DARPA's VENOM (Viper Experimentation and Next generation Operations Model) autonomy kit adds AI control to standard F 16s without modifying the jet's core software, with a physical switch to hand the jet back to a pilot.
This week, the U.S. Air Force and DARPA flew an F-16 fighter jet with an artificial intelligence agent at the controls. The kit behind the flight bolts AI control onto a standard F-16 without rewriting the jet's core flight software, and includes a physical switch a pilot can flip to take the jet back at any moment.

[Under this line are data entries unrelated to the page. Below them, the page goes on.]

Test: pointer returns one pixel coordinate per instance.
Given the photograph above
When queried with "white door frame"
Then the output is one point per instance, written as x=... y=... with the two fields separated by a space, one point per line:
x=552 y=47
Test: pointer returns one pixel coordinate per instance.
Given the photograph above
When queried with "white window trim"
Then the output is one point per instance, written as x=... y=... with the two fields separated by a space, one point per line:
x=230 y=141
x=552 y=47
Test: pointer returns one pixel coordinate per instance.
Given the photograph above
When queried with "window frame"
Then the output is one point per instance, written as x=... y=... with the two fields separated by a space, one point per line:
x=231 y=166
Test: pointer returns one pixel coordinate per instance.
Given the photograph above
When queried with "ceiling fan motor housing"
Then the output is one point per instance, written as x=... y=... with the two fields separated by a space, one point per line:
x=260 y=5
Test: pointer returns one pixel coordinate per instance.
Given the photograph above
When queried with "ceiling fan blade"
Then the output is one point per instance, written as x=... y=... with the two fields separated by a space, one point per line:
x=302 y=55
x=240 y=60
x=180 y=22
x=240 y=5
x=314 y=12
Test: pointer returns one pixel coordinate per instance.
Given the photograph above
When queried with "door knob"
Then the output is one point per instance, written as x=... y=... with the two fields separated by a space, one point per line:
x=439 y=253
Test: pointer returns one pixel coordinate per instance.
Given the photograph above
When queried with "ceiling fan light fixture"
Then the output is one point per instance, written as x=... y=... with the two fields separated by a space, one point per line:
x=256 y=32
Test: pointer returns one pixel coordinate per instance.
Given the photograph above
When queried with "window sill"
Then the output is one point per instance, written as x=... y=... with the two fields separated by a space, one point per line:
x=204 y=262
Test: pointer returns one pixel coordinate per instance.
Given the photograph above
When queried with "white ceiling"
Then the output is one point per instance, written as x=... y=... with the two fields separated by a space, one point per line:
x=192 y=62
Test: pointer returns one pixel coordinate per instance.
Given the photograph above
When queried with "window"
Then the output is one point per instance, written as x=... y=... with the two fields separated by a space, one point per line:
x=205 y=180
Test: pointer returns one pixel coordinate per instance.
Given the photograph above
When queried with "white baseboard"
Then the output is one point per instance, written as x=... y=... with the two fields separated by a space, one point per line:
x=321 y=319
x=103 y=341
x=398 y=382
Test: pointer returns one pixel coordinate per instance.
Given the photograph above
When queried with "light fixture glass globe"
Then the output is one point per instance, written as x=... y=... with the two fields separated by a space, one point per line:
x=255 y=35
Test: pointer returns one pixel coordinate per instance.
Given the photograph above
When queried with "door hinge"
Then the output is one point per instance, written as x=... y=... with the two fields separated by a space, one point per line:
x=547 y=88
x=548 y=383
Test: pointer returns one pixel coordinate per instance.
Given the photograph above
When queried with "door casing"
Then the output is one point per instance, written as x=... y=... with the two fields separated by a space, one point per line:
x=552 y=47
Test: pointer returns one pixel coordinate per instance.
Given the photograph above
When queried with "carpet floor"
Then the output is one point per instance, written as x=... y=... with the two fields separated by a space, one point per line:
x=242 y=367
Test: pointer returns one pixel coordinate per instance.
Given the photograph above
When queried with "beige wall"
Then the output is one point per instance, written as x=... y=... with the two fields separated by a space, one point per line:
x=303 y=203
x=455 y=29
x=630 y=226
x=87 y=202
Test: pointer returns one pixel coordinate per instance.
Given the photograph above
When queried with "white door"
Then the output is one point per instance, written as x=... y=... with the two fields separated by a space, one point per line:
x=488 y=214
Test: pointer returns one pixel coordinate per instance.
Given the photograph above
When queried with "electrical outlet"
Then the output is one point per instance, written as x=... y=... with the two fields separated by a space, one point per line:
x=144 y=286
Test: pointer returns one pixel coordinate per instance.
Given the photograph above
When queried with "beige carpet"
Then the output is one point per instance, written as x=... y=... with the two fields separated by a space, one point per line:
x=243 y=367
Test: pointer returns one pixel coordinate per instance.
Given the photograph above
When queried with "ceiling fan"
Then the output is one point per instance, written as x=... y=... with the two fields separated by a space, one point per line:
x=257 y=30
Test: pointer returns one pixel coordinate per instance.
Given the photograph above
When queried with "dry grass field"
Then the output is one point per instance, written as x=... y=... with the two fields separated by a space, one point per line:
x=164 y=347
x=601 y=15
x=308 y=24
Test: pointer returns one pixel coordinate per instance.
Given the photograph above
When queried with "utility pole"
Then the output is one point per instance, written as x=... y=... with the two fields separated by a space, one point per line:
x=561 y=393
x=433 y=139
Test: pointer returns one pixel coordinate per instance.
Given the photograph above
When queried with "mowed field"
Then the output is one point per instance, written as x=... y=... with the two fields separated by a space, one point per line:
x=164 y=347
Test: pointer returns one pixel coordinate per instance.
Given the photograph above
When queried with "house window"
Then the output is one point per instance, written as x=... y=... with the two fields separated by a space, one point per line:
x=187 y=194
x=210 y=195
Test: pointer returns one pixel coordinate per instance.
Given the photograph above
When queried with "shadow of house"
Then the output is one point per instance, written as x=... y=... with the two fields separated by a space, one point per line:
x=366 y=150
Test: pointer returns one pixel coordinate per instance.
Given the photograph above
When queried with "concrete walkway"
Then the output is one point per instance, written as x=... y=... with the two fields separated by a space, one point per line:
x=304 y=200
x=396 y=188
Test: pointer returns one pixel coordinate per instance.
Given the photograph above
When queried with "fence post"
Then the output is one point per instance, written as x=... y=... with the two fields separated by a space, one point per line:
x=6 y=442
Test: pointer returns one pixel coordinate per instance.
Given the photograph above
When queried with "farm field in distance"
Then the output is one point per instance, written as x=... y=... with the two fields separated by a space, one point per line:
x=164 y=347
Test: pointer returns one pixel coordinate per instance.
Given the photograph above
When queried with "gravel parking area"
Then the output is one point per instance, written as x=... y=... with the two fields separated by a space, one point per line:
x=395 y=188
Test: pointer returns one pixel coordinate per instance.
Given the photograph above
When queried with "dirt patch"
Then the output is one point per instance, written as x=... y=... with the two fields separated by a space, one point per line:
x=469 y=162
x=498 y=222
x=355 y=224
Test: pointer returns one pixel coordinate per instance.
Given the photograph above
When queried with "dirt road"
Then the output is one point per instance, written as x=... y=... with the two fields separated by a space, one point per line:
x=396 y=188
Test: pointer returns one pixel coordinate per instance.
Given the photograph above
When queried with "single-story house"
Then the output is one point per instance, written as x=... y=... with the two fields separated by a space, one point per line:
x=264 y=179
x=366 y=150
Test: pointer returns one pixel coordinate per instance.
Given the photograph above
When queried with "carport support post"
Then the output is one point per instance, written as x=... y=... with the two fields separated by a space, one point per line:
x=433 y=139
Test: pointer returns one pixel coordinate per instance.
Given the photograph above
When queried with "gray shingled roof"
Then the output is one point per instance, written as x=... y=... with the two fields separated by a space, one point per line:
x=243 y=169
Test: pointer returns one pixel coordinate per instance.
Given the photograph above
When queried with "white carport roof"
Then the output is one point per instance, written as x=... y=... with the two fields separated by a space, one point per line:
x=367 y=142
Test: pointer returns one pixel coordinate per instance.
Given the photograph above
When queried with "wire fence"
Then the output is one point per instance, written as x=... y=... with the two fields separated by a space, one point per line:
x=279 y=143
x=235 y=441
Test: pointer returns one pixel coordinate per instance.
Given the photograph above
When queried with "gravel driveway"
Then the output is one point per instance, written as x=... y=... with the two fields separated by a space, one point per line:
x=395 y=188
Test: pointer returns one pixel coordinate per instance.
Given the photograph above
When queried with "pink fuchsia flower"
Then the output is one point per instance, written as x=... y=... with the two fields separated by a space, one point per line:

The program is called VENOM, short for Viper Experimentation and Next-generation Operations Model. Its first flights, out of Eglin Air Force Base in Florida, were announced in the same DARPA release on July 16, 2026. The kit is the VENOM Autonomy Kit, or VAK, and the release is explicit about what the kit does not do: it does not modify the jet's core software. Multiple performers built it under DARPA's Air Combat Evolution (ACE) program, the same effort that produced the X-62A VISTA, the one-of-a-kind experimental jet that flew AI-versus-pilot dogfights starting in 2023.
The July 16 flight is not that story. The X-62A was a single airframe, heavily modified, used to test one AI agent at a time. VENOM is meant to take the same kind of AI control and put it on a fleet of operational F-16s. The VAK is what makes that possible: an add-on layer that reads the jet's flight controls and sensors and runs the AI agent on top, with the pilot still in the cockpit and still able to fly the plane manually.
The safety architecture is the part the release leans on. The kit includes a physical switch that lets the pilot toggle between human and AI control. That is not a software toggle. The DARPA release describes it as a hardware switch that "provides a human-on-the-loop safety envelope," meaning the pilot stays responsible for the aircraft and can pull it back from autonomous behavior at any moment. Brig. Gen. James "Fangs" Valpiani, the DARPA program manager running VENOM, is the only named spokesperson in the release.
VENOM is also the on-ramp for DARPA's next AI program. The aircraft that come out of the VENOM conversion process are meant to serve as the live-flight test bed for the agency's Artificial Intelligence Reinforcements (AIR) program, which is built around running multiple AI agents in flight and feeding lessons back to the Pentagon's Collaborative Combat Aircraft (CCA) program. The "no change to core software" constraint is what makes that handoff possible: AIR inherits an F-16 fleet that already flies, already talks to a pilot, and already has a defined interface between the human and the AI.
The CCA program is the destination. CCA is the Air Force's plan to put autonomous, uncrewed jets alongside crewed fighters in the same mission, with the crewed pilot directing the autonomous ones. VENOM does not build CCA aircraft; the F-16s in the VENOM fleet are crewed jets with an AI add-on, not uncrewed wingmen. The connection is the test pipeline: the VAK gives AIR a place to fly AI agents in operational F-16s, and the lessons feed the CCA program as it picks its aircraft and writes its autonomy software.
Valpiani says the goal is to let human pilots "seamlessly command and orchestrate teams of autonomous, uncrewed aircraft." The program describes the pilot's new job as moving from stick-and-rudder to mission commander, with AI agents and uncrewed jets under their direction. It is a goal, not a demonstrated capability, and the release does not name the AI agents, the test envelope, or any performance metrics from the July 16 flights.
The Aviationist covered the same release the same day and reached the same conclusion about what is new: the VAK, not the flight. The release does not name the AI agents running on the VAK, does not describe the test envelope for the July 16 flights, and has not published any performance metrics. DARPA has not committed to a date for the first AIR test flight, or for when the F-16 fleet will move from VENOM's safety switch to a configuration where the AI agent is the primary controller. The pipeline is built. The next flights will show how much of it holds up.